First, you need to recognize and dismiss your instinctual answer.

Nonsense:  The Power of Not Knowing by Jamie Holmes

Listening to TED talks and Science Friday podcasts is enlightening. One of those shows, or perhaps both, featured a discussion about how the brain puts commonplace objects in known categories. For example, when we enter a room and see a dark rectangle on the wall displaying moving images our brain identifies it as a television. It sees other objects, too; the sofa, the armchair, the bookshelf, that refrigerator full of craft beer. The brain craves certainty and closure. This ability is a fabulous shorthand for life. We don’t have to spend time every single day identifying objects and reading rule books and wondering what in the world is going on around us.

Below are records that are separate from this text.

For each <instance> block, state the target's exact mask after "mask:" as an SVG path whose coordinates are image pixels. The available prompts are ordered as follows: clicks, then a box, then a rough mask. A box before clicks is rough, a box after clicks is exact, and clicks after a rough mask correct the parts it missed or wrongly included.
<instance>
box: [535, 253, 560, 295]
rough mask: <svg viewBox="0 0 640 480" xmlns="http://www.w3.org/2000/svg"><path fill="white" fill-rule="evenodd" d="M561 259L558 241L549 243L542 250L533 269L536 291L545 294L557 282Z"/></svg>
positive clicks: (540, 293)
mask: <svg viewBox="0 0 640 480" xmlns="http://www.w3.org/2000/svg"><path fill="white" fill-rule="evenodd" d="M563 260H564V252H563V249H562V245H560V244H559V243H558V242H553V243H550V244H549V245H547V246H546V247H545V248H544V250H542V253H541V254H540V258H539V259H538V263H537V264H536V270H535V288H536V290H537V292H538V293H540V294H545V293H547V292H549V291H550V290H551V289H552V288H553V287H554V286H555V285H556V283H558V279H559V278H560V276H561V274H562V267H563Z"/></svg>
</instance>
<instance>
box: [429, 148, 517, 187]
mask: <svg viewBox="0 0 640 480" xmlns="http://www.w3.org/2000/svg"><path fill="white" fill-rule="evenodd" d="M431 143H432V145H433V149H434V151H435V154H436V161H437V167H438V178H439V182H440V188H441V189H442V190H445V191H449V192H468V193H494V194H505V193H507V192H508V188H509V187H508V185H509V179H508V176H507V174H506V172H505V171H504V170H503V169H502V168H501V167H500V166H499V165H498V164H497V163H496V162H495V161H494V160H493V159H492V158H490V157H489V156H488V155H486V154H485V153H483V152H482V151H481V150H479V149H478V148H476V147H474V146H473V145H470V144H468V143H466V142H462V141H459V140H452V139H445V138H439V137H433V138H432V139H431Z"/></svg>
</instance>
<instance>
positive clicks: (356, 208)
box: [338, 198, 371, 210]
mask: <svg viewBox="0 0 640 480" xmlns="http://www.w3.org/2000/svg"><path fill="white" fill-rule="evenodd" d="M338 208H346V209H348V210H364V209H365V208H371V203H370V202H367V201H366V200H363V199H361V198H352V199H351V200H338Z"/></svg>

We like answers. They make us feel right; we gain confidence about ourselves and our environment when we “know” things. For example, when we’re driving we know the rules of the road (well, okay, many of us do). When the light turns red, we will all stop. When it is green, we will go. We put much faith in the fact that traffic will obey such known parameters. We know if we go to a class at our community college what the curriculum will be that day. But what if you did not know any of those things?

Not all scenarios and circumstances in life give us closure. When we go to a doctor, we don’t always know what the diagnosis will be – and, surprisingly, the doctor may not either. He may just give us a “known” diagnosis for the “known” symptoms. The doctor’s mind is susceptible to closure, too. How can we cope with uncertainty? Can we learn to thrive in a sea of ambiguity? This is essentially the subject covered in Jamie Holmes’ book, Nonsense: The Power of Not Knowing.

Holmes has an easy writing style. His tone is relaxed, straightforward, exploratory, friendly, even uncertain. The experiences presented were engaging. Especially enjoyable (for this reviewer) were those regarding Michel Thomas and his approach to language learning and the foray he took into the intelligence field. Yes, as in spy stuff. He engendered uncertainty in his foes and exploited it. Learning even that little bit of information felt like it could be helpful. When under stress and in unfamiliar surroundings vigilance is crucial. But the simple fact is that we can be misdirected and confused at the whim of another party.

This book can also make a person feel uncomfortable, foolish, enlightened, challenged, amazed. There is a quiz on page eighty-seven, a shortened version of a need-for-closure scale developed by Donna Webster and Arie Kruglanski. It can make a person reconsider what they think they knew of themselves. (My mind is much more rigid than I am comfortable with!) Basically the research and anecdotes related in Nonsense advocate not being a know-it-all and learning to live in the real world, where very little is certain.

I received this book from Blogging for Books for this review.